I dusted off my books and dove back in to build a deeper understanding of the more abstract aspects of the language. While the books were helpful, at times I felt that they were written above my head. There was a lot of jargon that just didn’t make much sense to me and so I began my descent into the rabbit hole that is resource discovery.

I’ve used it all. I currently own 6 different JavaScript courses on Udemy, I have a membership to Team Treehouse, I have a Skillshare account, and I own at least 10 JavaScript / Programming books. Outside of that I’ve used Codecademy, FreeCodeCamp, and watched numerous amounts of YouTube videos. What I’ve found is that not a single one of these items has been a one-stop solution for my learning. I’ve learned different things from each over the course of the past several years. My biggest hangup is the fact that I’ve found myself in a state of constant learning. I’ve built projects that the courses have held my hand and helped me to put together, but I never built anything entirely on my own. That’s probably been one of my biggest regrets.

Make Up to Break Up

My quest has been off and on. I’ve developed a love / hate relationship with JavaScript. Some days I feel like I’m flying, and other days I get stumped and begin to wonder if my brain is built for programming. I’ve quit and then picked it up again….several times. I wrote this entry today because after feeling pretty good about my progress I decided to attempt the Algorithms section on FreeCodeCamp. I STRUGGLED the first 4 exercises. I was left on my own to try and complete the tasks, no instructions or hand holding, and I failed 3 of the 4. I had to submit and look at the solutions to see how they solved the problems.

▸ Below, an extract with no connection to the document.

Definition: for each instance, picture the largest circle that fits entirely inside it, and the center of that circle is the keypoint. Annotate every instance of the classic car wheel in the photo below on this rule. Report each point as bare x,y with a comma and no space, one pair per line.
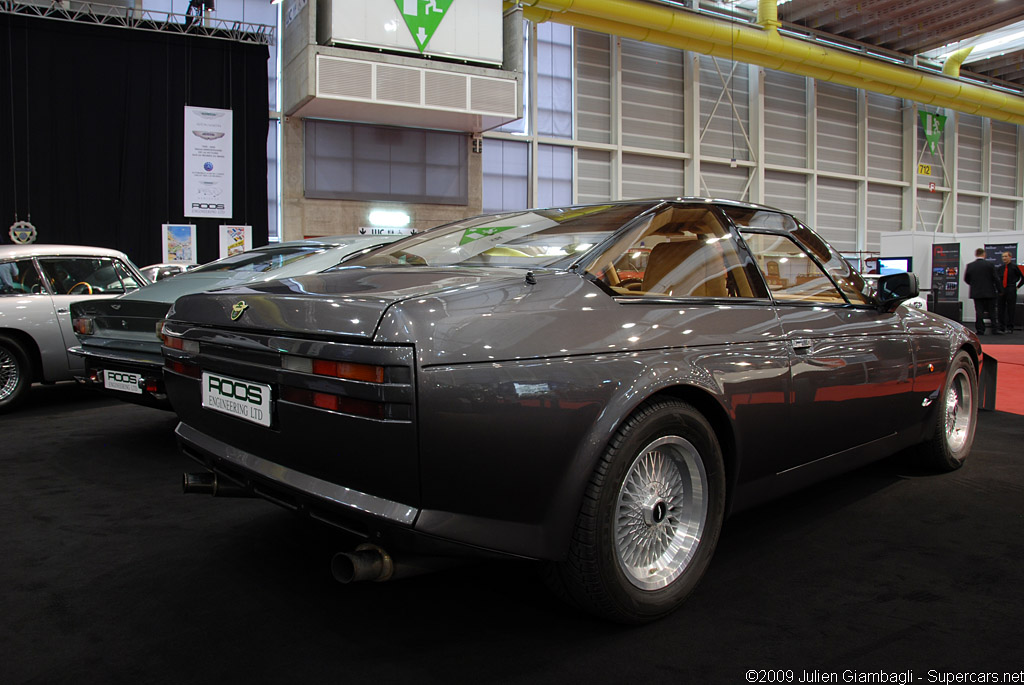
15,373
650,517
955,418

I banged my head on the desk for several minutes before shutting the tab and submitting for the morning.

Hello Frustration, My Old Friend

I’m currently frustrated. This entry ends with no resolution, merely another entry into the journal. I’m not going to give up or quit on my goal of becoming a developer. It’s in my spirit to be one and to be able to build the ideas I have in my mind. I will continue to use the resources at my disposal. I just got a cool new book, Building JavaScript Games, and I’m really excited to crack it open. With every struggle I find that I eventually push forward and end up being more knowledgeable than before I encountered the road block. Persist we shall, because we must.

Conclusion

Do you know of any good resources that helped you to learn programming if you’re into that kind of thing? Have you experienced struggles in trying to teach yourself programming…if so let me know in the comments what has been most troublesome for you in your journey as well.

Be blessed and have a wonderful day!